Automated Surface Defect Detection for Hot-Pressed Light Guide Plates Based on GDA-YOLOv7

oleh: Zhenyu Li, Junfeng Li

Format: Article
Diterbitkan: IEEE 2023-01-01

Deskripsi

In this paper, a high-precision hot-pressed light guide plate defect detection model based on improved YOLOv7 is proposed. The model strengthens the spatial correlation between background and foreground by fusing global context information. A densely connected convolutional network is used to enhance the feature extraction capability and mitigate problems such as gradient vanishing while ensuring the maximum information flow in the network. Further, adaptive spatial feature fusion is used in the feature fusion structure of the model; the adaptive spatial feature fusion structure compensates for the small targets that are difficult to extract in high dimensions from low dimensions, thus solving the problem of detecting small targets that are easy to lose. Finally, a self-constructed dataset is built using images of hot-pressed light guide plates collected from industrial sites, and a large number of experiments are conducted.
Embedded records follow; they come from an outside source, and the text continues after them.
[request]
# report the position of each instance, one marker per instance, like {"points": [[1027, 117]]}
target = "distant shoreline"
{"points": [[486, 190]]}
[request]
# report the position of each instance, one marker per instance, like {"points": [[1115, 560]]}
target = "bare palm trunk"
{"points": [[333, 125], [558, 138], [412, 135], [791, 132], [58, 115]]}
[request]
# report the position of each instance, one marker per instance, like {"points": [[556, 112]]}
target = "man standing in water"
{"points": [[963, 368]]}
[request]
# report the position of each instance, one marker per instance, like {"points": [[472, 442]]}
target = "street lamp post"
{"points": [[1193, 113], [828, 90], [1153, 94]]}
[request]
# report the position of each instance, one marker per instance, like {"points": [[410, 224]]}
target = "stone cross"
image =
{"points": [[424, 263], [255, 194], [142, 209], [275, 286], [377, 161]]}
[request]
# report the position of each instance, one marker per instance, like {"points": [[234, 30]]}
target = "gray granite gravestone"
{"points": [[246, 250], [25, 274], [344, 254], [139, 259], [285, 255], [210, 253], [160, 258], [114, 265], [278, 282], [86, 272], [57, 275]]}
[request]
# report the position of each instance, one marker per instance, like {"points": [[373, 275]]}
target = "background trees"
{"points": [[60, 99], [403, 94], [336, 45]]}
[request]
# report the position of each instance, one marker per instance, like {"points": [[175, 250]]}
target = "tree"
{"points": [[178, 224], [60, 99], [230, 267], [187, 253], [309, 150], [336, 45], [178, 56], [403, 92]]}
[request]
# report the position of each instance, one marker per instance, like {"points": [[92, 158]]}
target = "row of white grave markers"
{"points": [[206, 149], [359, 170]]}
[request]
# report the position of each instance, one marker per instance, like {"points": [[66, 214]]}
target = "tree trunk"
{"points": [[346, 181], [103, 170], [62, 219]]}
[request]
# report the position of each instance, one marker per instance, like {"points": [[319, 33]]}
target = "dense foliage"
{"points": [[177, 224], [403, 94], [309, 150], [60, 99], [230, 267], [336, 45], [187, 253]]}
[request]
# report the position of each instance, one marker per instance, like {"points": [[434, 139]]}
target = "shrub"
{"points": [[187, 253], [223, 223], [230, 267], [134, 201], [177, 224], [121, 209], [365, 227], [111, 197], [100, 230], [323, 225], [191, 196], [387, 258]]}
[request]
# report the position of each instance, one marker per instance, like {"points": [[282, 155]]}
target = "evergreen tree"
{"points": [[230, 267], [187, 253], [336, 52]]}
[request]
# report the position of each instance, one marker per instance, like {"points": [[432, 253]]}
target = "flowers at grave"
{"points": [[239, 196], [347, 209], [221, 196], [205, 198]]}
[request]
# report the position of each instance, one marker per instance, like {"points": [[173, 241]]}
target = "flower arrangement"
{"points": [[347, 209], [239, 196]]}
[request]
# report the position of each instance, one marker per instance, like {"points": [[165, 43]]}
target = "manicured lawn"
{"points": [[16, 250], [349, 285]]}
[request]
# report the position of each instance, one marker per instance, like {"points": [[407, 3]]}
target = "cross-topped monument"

Experimental results show that the defect detection model has a mean average precision (mAP) of 99.1% and a detection speed of 127 FPS. Compared with the mainstream surface defect target detection algorithms, while ensuring the detection speed, the accuracy rate has been significantly improved, and the accuracy rate and real-time can meet the requirements of the industrial field inspection of hot-pressed light guide plate.